Thanks for stopping by! In all honesty l figured them couple of extra hrs, might have  fatten them up sum! One of them thoughts that should have been just that.Thank You for stopping by! Good Luck to you as well!! Dr.Greenfang.Not sure ir this is in relation to thrips but it seems if you put like a masonry sand on top that could help! But l just thought your probably growing hydroponicly! !See what l mean about them thoughts?? Guess l should close it now, Thanks Again


----------



## chevey (Oct 19, 2014)

Double post


----------



## The Hemp Goddess (Oct 20, 2014)

No, the timer thing is not the cause of this.  I'm not sure how to say this without sounding a bit harsh, but your plant is really not in good shape--it is simply not really flowering.  You must have a light leak or something that has been going on the entire time you have been flowering.  If you are entering the room during the dark cycle for any reason, you are disrupting the dark period.  Even a minute will have adverse effects.  YOU CANNOT INTERRUPT THE DARK CYCLE!

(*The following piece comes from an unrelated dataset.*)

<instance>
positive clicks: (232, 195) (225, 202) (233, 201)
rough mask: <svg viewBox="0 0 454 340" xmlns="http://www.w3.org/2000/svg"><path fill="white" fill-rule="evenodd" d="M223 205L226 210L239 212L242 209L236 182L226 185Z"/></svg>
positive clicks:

I am not sure what you mean when you say that you thought a couple of extra hours would help fatten them up?  Do you mean more light?  If so, then no.  Equatorial sativas REQUIRE a dark period of 12 uninterrupted hours to flower.  

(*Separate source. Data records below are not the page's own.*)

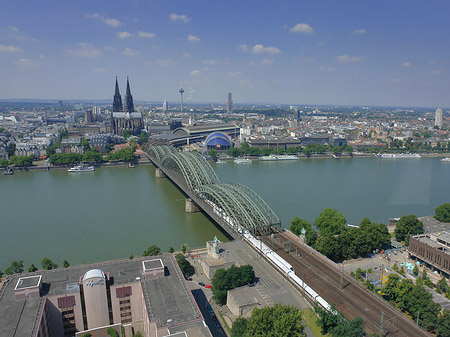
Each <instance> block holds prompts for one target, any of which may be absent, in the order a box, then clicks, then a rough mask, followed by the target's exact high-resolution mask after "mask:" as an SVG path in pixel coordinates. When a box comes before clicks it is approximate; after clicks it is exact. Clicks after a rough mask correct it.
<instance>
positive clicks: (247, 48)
mask: <svg viewBox="0 0 450 337" xmlns="http://www.w3.org/2000/svg"><path fill="white" fill-rule="evenodd" d="M238 50H239V51H241V52H243V53H246V52H248V46H247V45H246V44H241V45H239V47H238Z"/></svg>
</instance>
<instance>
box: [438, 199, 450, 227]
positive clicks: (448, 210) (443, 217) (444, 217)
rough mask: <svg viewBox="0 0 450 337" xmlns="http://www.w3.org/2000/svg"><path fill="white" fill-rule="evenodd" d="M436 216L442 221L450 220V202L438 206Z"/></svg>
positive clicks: (449, 221) (447, 221)
mask: <svg viewBox="0 0 450 337" xmlns="http://www.w3.org/2000/svg"><path fill="white" fill-rule="evenodd" d="M434 217H435V218H436V219H437V220H439V221H442V222H450V203H448V202H447V203H445V204H442V205H440V206H438V207H436V210H435V213H434Z"/></svg>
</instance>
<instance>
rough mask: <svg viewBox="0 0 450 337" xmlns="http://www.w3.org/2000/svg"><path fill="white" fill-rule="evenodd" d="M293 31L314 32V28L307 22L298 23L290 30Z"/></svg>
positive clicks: (310, 33) (290, 30)
mask: <svg viewBox="0 0 450 337" xmlns="http://www.w3.org/2000/svg"><path fill="white" fill-rule="evenodd" d="M289 31H290V32H291V33H303V34H311V33H313V32H314V29H313V28H312V27H311V26H310V25H309V24H307V23H300V22H299V23H297V24H296V25H295V26H294V27H292V28H291V29H290V30H289Z"/></svg>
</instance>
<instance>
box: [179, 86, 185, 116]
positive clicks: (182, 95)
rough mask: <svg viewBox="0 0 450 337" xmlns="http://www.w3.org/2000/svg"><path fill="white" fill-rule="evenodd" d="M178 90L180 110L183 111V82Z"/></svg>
mask: <svg viewBox="0 0 450 337" xmlns="http://www.w3.org/2000/svg"><path fill="white" fill-rule="evenodd" d="M178 92H179V93H180V96H181V112H183V93H184V89H183V83H181V85H180V90H178Z"/></svg>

You are not going to like what I have to say, but you need to start over on your flowering as this plant really is showing no bud at all.  Even though you believe that this plant has been in flowering for 6 weeks--it hasn't.  Something is preventing the plant from budding and this is almost certainly light leaks.  You need to quit going into the room at all for any reason whatsoever during the dark period.  You need to make sure that your space is 100% dark all the time the lights are out.  And I do mean 100%.  Something is keeping your plant from budding up and it is most likely that the space is not 100% dark and the fact that you enter the space while the lights are out.  So, get things fixed and when you do, start counting your flowering time from day 1.  I know this sucks, but if you don't do this, you are not going to end up with anything at all to smoke on that plant.


----------



## Dr. Green Fang (Oct 20, 2014)

^ Listen to everything this human has to say, she is an ever flowing fountain of knowledge :aok:


----------



## lyfespan (Oct 20, 2014)

Dr. Green Fang said:


> Timers are so cheap, if you know you have a bad one, replace it immediately.
> 
> I always try to keep spare EVERYTHING. Starting to work on another ballast setup and fan now. But I have spare bulbs, timers etc.
> 
> Good luck on everything man. I'm currently dealing with Thrips so looks like I'll be hitting up the 217 and getting 209 for prevent. I did a Neem / Mild Dish detergent and water treatment all over tops, under side and in the medium just a couple days ago. I hope that helps.



Thrips is SNS 203, not 209


----------



## trillions of atoms (Oct 27, 2014)

Avid will kill them all.

I think it is a light leak as well.


----------